I recognized Verna Mae, mostly because of her distinctive gray eyes. They were glassy and wide now, and her face looked like she’d been hammered with a meat mallet. Her broken nose lay against one bruised and swollen cheek and her bottom lip was split. Blood covered her teeth and chin.
I stepped back. Tried to swallow the hot, sour Diet Co
ke that rocketed into my mouth.
Jeff grabbed my elbow and pulled me back from the body. Good thing, because I bent over and vomited everything but my toenails.
He rested a hand on my back as I rid myself of the last ounce of bile, then he put his mouth to my ear and whispered, “You okay?”
I nodded, wiped my lips with the back of my hand.
When I was upright again, Jeff said, “If you’re not able to continue, Ms. Rose, we understand.” This formal attitude was apparently for the benefit of the doctor, who was again kneeling by the body.
I made myself take another good look, willing my stomach to behave. “That’s her. Verna Mae Olsen.”
Dr. Post looked over her shoulder at me. From her expression, puking identifiers were obviously a pain in the ass. She dug into the pile of coffee grounds and lifted one of the dead woman’s bruised arms. The wet coffee clung to Verna Mae’s skin like dirt. “No rigor or lividity. This corpse is fresher than the grounds the killer or killers dumped on top of her. Why do you think they did that, Sergeant?”

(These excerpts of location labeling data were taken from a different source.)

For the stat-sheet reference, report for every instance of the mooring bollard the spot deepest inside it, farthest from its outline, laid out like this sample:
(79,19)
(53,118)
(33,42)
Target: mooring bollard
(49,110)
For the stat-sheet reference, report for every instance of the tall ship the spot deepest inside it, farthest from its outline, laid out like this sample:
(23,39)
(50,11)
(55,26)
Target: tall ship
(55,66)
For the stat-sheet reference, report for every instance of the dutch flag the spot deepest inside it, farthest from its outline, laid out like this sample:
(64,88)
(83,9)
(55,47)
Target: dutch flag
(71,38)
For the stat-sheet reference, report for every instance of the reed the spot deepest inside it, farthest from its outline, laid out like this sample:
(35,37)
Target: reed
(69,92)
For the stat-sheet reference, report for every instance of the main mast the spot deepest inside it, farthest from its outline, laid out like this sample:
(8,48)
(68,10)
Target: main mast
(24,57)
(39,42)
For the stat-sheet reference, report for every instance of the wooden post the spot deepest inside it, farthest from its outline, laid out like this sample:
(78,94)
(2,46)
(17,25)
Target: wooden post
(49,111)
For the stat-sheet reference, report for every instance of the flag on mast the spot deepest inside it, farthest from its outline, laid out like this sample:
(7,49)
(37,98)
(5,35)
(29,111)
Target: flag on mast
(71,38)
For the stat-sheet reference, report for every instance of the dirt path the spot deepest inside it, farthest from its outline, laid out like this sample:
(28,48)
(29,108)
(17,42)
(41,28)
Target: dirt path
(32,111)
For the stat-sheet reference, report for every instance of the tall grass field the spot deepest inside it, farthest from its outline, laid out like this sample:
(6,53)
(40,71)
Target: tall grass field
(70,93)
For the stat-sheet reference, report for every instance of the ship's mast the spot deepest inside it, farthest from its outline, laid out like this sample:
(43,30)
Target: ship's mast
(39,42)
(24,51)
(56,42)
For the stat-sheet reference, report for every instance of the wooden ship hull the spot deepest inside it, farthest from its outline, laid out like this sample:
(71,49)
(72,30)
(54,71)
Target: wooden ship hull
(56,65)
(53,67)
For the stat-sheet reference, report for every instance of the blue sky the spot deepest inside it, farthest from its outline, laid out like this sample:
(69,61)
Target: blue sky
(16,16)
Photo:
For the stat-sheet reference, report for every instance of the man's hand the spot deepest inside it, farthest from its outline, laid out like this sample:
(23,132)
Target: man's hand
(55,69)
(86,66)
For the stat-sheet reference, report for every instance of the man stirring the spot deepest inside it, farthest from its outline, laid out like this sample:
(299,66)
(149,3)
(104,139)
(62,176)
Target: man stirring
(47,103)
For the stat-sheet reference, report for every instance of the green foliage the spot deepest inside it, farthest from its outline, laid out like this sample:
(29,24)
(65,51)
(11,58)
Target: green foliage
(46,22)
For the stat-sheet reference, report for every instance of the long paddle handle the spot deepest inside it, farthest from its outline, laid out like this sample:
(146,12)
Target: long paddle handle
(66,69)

“I can’t speculate,” Jeff said.
“Made a helluva mess,” she muttered. “Murderer probably has the stuff all over his shoes.”
“That’s been noted,” Jeff said.
“Glad you’re on your toes, Sergeant, but could you take your witness somewhere else now? I’ve called the van to remove the body and she’ll be in the way. And get one of your police friends to clean up her vomit. I don’t want me or my people to step in it.”
“I’m really sorry about getting sick,” I told Jeff as he guided me back up the incline and across the alley.
His response was to use the walkie talkie feature on his phone. “Hey Rick. Jeff here. There’s vomit by the body.”